Science is a process that involves the discovery and identification of verifiable facts about the physical and social world. Some of these facts are widely accepted over a relatively short period of time, while others take centuries or more.
By both examining the agricultural sector, including the production, marketing and consumption of agricultural products, we have identified what we believe to be a set of scientifically verifiable characteristics of food production, marketing and consumption.
At the population level, food consumers – all of us – consume roughly the same number of calories whether the prices are high or low. The food mix can change, but the total number of calories consumed remains very stable. This is called the low price elasticity of demand.
Having said that, we must recognize that some people are practically excluded from the food market and therefore do not provide a significant level of effective demand for agricultural products. The size of this group depends on the price level, the higher the price, the lower the effective demand of this group.
Globally, the number of people in this group is conservatively estimated at 800 million, although that number can easily exceed 1 billion. With an estimated world population of 7.9 billion, around one in eight people belong to this group.
When the price of agricultural products increases, so does the size of this group.
On the production side of crop agriculture, economists generally agree that agriculture suffers from low price elasticity of supply in response to low prices. In other sectors, when prices fall, companies reduce their level of production to maintain profitability.
When crop prices fall, farmers tend to keep all of their cultivated areas in production. Whether the acreage is owned or leased, there is little incentive for any given farmer to reduce the number of acres they plant.
Farmers can change their crop mix to favor a crop with a slight price advantage, but they avoid making decisions that drastically reduce total production enough to affect prices.
But let the prices rise and farmers will convert pastures and marginal acres to produce another bushel, bale, or quintal at the higher price.

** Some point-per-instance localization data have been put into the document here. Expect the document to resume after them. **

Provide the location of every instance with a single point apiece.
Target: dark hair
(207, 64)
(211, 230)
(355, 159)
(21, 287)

Once in production, it takes a long time for farmers to reduce those acres.
So how do you explain this counterintuitive behavior? First, the resources used in agricultural production have limited alternative uses, and if they are converted to an alternative use such as housing development, this resource cannot be returned to agricultural production.
Second, the fixed costs in agriculture are large relative to its variable costs and relative to the fixed costs of most other industries. Farmers use disposable income to pay for variable costs of production, but in times of reduced income, they may only cover part of the fixed costs, with the rest being delayed or refused.
Third, temperate zone farmers can only make their production decision once a year. In the northern hemisphere, if farmers delay their decision to plant in May because of the price, they cannot change their mind if prices rise in July. By comparison, an auto factory can idle for weeks and restart when demand at a remunerative price returns.
Fourth, most farmers provide a significant amount of the labor force required for their operations, and there is no benefit in idling. As a result, operators’ labor costs are often overlooked because a spouse has a job in town with income and medical insurance.
But not all of the challenges farmers face are on the farm. One is the position of farmers in the market.
The main products they have to buy – machinery, seeds, agricultural chemicals – are controlled by an increasingly limited number of companies. They have few places to turn for lower input prices.
And, when they go to sell their products, the number of buyers is also limited. As a result, they have minimum pricing power at both ends of the production and marketing system.
A good agricultural policy must be based on science and take into account these verifiable facts. Failure to take these characteristics into account when developing agricultural policy inevitably leads to ineffective policies, higher government costs, and increased economic pressure in agricultural areas.